Farklı bir sektörden start-up yolculuğuna geçiş yapmış biri olarak Türkiye start-up iklimi ile, inceleme şansınız oldu ise yurtdışı start-up iklimini karşılaştırmanızı istesek; Türkiye artı+ tarafta olur mu? Bahseder misiniz?
Türkiye, özellikle yatırımcıya ulaşmak için zorlu bir pazar. Her yıl yüzlerce start up kuruluyor, ancak çok azı yatırımcı bulmayı başarabiliyor. Özellikle son birkaç yılda start up’lara milyonlarca dolarlık yatırım yapılmış olmasına rağmen bunu nüfusa oranladığımızda, kişi başı yatırım miktarı çok düşük kalıyor. Bunun yanında artan bir gelişme trendi de var. Ekosistemin her alanında ciddi bir hareketlilik söz konusu. Sayıları sürekli artan melek yatırımcılar yeni fikirlere yatırım yaparak, bu fikirlerin ticarileşmesini destekliyor. Yatırım fonları ya da risk sermayesi şirketlerinde sürekli artış gözleniyor. Kurumsal şirketlerin de birbiri ardına kendi fonlarını kuruyorlar. Yeni girişim ve start-up sayısında da gözle görülür bir artış var.

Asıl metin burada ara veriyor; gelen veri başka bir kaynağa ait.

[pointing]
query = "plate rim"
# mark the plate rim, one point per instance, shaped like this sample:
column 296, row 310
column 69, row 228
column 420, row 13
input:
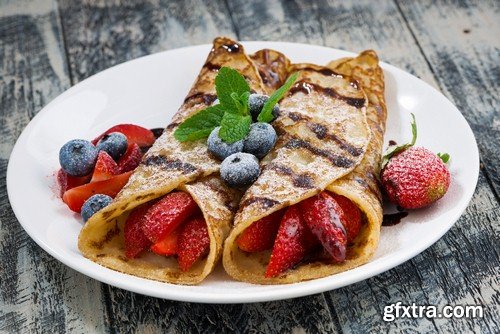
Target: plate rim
column 296, row 289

Yatırımcılarımızın büyük çoğunluğu yatırım konusunu farklı algılıyor. Ayda 2-3 bin TL kira geliri alırım diye halen bir çoğumuz daire alıyoruz, betona para yatırıyoruz ve bunun geri dönüşümünü 25 yılların üzerinde bekliyoruz. Start up kuran girişimciler de yatırım alabilmeyi gerçek başarı görüyor. Asıl mücadele yatırım geldikten sonra başlıyor. Yatırım alıp, başarı sayısı artan start up sayıları, zaman içinde ülkemizde de yatırımcıları daha fazla çekecektir.

Genç nüfusu olan bir ülkeyiz. Dün genç dediklerimiz bugün iş hayatındaki çalışanların %20’sini geçti. Nasıl Genç Beysadlılar sizler için yeni eko sistem yaratıyorsa, kısa sürede bu konuda da önemli gelişmeler olacaktır.